Sunday, March 20, 2011

Dances with Pez Dispensers

Dreamcatchers.  Wolves on t-shirts.  Broad-shouldered men and women with their arms outstretched to the moon or a mountain or an eagle.

American Indian art, right?

Powwow purchases perhaps.  Or examples of things you can buy at souvenir stands along I-40 through New Mexico and Arizona.  Decorations for a dorm room, maybe.

Fortunately, contemporary American Indian art is so much more exciting and challenging and funny than that. 

For instance, look at a work by Todd Bordeaux.  This display is called Reservation Diabetes Dispensers.

Reservation Diabetes Dispensers
Three dispensers of Pez (now Rez) candies that were distributed for different holidays -- Halloween (the closest to the camera), Easter (a bunny) and Christmas (Santa Claus).

It looks rather low-brow and comical -- and it is.  But it is postmodern and serious at the same time.  It is what we might call Pop Art or Neo-Pop Art. 
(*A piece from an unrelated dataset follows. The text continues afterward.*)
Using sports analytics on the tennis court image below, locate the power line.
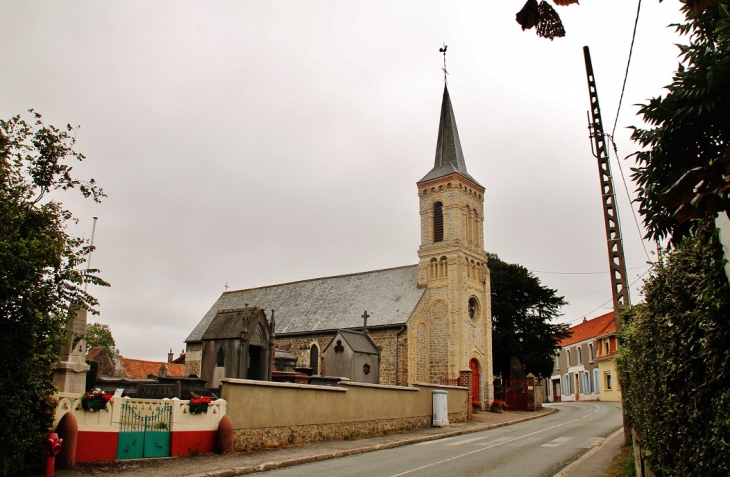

Both types of art can simultaneously celebrate and criticize consumerism and advertising.  In this case, despite the serious message that is conveyed by Reservation Diabetes Dispensers, the viewer is immediately drawn to the familiarity of the form.  Their fond memories of collecting the dispensers shape their initial reaction to the piece.  I bet nearly everyone smiles and laughs when they first see it.  The humor here is simultaneously innocent and dark.

Bordeaux's work also is an example of appropriation, where an object has been recycled or revised by an artist.  The everyday object is divorced from its original context.  This makes the viewer see it in a new light.  The work alienates the viewer from everyday objects they have taken for granted.  And it also raises questions about the nature of art.  Is it art simply because someone says it is?

Pop Art also comments on the ways art has been turned into a commodity.  This is done frequently by taking an actual commodity -- a Pez dispenser in this case -- and using it to make art.  Candy dispensers?  Art?  It is all for sale. 

But I see Bordeaux's display also commenting on the way American Indian arts and crafts have become commodities.  You can find this same beadwork on keychains and clothing and other items -- oftentimes at those I-40 souvenir stands.  His items indicate the way American Indian culture is often marketed to non-native audiences.

It also indicates the way non-native cultural practices are marketed to American Indians.  In this case, it is the way poverty and the lack of healthy food choices on many American Indian reservations have resulted in high rates of diabetes.  Nationally, more than 16 percent of the American Indian and Alaska Native population has diabetes, which is about twice the average for the entire United States population.  The rate can be as high as 33 percent among American Indians in the southwestern United States.

Bordeaux's choice of Pez dispensers also suggests the impact of colonization.  The Easter Bunny and Santa Claus evoke Christianity.  The arrival of Christianity to American Indians coincided with the arrival of other things, such as European diseases, devastating wars, coerced boarding school educations that worked to erase native languages, cultures, and religions.  The third dispenser, the one in the foreground, probably was not chosen because Halloween is so popular on American reservations; it probably was chosen because of its scary skull and its suggestion of death.

That is a lot to say with three candy dispensers!

I was introduced to this piece this past weekend at the Native American Literature Symposium in Albuquerque, N.M.  It is an annual gathering of people who study, teach, and/or create fiction, non-fiction, poetry, film, and art from Indian Country.  Bordeaux's work was part of a presentation by Heid Erdrich, a terrific poet who has turned her talents to curating the work of American Indian artists.  You can see more artwork at the All My Relations Arts website.  I will write soon about some of the other artists she discussed.